German poet and journalist (1740–1815)

Matthias Claudius (15 August 1740 – 21 January 1815) was a German poet and journalist, otherwise known by the pen name of "Asmus".

==Life==
Claudius was born at Reinfeld, near Lübeck, and studied at Jena. He spent the greater part of his life in the town of Wandsbeck, where he earned his first literary reputation by editing from 1771 to 1775, a newspaper called Der Wandsbecker Bothe (The Wandsbeck Messenger) (Wandsbeck until the year 1879 still written with "ck". Today only with "k".), in which he published a large number of prose essays and poems. They were written in pure and simple German, and appealed to the popular taste; in many there was a vein of extravagant humour or even burlesque, while others were full of quiet meditation and solemn sentiment.
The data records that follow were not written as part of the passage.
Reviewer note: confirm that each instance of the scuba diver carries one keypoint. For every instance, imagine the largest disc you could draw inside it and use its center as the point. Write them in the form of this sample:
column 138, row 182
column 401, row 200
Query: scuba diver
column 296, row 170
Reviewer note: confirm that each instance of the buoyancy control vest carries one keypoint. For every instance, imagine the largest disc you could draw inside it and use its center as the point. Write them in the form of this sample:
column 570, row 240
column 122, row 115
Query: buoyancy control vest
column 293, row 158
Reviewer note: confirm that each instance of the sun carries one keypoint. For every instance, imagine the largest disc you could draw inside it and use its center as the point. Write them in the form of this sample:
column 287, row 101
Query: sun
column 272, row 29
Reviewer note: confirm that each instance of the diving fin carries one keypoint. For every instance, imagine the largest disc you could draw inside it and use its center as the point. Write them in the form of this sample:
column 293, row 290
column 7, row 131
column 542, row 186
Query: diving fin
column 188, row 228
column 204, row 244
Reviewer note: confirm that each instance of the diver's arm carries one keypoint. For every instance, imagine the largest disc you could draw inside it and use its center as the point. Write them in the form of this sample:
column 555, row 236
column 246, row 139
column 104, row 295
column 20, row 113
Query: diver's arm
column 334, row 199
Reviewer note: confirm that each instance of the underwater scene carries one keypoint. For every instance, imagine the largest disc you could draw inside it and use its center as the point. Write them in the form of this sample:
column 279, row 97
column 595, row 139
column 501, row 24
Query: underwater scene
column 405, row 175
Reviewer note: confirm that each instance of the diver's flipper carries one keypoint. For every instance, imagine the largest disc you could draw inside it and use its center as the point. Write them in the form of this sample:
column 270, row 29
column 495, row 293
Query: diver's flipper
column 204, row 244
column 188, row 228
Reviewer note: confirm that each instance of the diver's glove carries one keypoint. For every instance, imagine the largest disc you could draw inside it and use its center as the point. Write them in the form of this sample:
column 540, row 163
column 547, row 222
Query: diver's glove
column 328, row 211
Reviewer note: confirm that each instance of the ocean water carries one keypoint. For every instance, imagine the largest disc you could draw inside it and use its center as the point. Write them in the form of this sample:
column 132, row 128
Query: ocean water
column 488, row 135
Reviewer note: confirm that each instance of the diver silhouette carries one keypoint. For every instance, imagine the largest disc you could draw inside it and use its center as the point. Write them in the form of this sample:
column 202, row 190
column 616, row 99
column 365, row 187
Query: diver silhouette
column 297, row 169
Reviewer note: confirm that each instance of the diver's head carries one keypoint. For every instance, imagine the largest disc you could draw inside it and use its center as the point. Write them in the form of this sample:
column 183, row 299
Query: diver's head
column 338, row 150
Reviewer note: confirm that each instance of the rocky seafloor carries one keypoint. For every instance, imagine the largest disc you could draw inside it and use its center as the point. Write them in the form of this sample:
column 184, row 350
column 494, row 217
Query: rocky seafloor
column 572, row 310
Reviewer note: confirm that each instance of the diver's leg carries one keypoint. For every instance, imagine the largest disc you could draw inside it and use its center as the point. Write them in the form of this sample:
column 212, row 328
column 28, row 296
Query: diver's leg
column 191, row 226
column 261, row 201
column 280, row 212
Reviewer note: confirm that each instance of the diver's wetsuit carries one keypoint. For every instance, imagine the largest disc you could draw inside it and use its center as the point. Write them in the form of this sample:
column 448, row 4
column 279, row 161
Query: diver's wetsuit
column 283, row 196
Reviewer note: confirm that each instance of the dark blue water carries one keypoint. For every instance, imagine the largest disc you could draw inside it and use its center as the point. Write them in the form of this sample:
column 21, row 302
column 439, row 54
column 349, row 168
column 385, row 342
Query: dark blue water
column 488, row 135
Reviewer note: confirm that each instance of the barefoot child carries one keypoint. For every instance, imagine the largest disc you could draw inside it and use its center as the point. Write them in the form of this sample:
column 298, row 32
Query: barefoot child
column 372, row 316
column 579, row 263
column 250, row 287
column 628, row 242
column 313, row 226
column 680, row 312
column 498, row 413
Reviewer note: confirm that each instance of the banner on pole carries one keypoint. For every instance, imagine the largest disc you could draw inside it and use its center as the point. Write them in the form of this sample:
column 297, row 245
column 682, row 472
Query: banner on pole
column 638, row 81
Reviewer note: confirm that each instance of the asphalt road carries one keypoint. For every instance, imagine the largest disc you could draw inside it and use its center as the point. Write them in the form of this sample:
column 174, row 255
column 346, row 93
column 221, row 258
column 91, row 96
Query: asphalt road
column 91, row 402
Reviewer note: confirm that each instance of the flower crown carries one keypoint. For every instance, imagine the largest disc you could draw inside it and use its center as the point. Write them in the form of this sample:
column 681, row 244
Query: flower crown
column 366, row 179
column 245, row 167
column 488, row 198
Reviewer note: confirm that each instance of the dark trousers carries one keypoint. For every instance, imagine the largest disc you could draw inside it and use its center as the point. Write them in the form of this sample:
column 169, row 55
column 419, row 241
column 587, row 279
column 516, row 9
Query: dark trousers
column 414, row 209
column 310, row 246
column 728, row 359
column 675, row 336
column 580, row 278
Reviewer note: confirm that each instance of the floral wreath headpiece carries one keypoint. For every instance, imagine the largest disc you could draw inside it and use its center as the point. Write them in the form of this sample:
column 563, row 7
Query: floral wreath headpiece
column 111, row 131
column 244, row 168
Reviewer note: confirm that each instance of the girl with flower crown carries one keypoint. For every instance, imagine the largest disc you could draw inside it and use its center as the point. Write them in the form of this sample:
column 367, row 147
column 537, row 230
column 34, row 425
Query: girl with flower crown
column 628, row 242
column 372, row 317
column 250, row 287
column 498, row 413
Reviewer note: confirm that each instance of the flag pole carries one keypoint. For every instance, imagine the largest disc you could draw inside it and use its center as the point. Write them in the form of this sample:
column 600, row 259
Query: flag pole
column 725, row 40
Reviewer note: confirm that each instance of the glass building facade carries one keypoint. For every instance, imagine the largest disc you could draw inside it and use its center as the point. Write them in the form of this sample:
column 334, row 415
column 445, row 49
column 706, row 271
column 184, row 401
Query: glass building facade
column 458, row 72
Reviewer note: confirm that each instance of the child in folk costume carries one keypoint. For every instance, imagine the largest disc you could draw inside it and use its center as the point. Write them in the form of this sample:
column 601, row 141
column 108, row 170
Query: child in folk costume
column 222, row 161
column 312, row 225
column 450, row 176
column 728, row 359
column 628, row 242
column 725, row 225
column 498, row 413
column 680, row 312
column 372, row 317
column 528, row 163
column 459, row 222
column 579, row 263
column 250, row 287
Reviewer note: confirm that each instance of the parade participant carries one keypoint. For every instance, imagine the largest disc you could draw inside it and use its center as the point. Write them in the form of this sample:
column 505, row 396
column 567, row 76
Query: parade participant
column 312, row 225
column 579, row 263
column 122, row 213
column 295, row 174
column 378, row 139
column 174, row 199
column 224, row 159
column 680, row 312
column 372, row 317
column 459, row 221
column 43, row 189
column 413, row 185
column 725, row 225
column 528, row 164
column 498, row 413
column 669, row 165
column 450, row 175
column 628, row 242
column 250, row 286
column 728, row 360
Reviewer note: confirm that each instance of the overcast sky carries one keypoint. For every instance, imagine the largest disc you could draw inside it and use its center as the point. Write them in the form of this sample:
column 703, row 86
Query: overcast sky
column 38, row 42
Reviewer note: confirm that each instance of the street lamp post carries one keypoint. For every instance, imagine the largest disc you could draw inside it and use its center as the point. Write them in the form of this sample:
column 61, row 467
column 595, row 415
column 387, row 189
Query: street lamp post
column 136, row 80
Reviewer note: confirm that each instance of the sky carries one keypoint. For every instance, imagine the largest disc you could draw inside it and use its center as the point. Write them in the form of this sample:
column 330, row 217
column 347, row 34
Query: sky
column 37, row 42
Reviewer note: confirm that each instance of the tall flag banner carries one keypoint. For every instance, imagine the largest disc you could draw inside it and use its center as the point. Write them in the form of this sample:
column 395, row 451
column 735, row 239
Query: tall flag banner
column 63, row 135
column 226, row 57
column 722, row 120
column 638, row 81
In his later days, perhaps through the influence of Klopstock, with whom he had formed an intimate acquaintance, Claudius became strongly pietistic, and the graver side of his nature showed itself. In 1814 he moved to Hamburg, to the house of his son-in-law, the publisher Friedrich Christoph Perthes, where he died on 21 January 1815.

==Work==
Claudius's poem Death and the Maiden was used by composer Franz Schubert in 1817 for one of his most celebrated songs, which in turn became the basis for the 1824 string quartet of the same name. In Germany, his poem Abendlied (Evening song), also known as "Der Mond ist aufgegangen" remains popular.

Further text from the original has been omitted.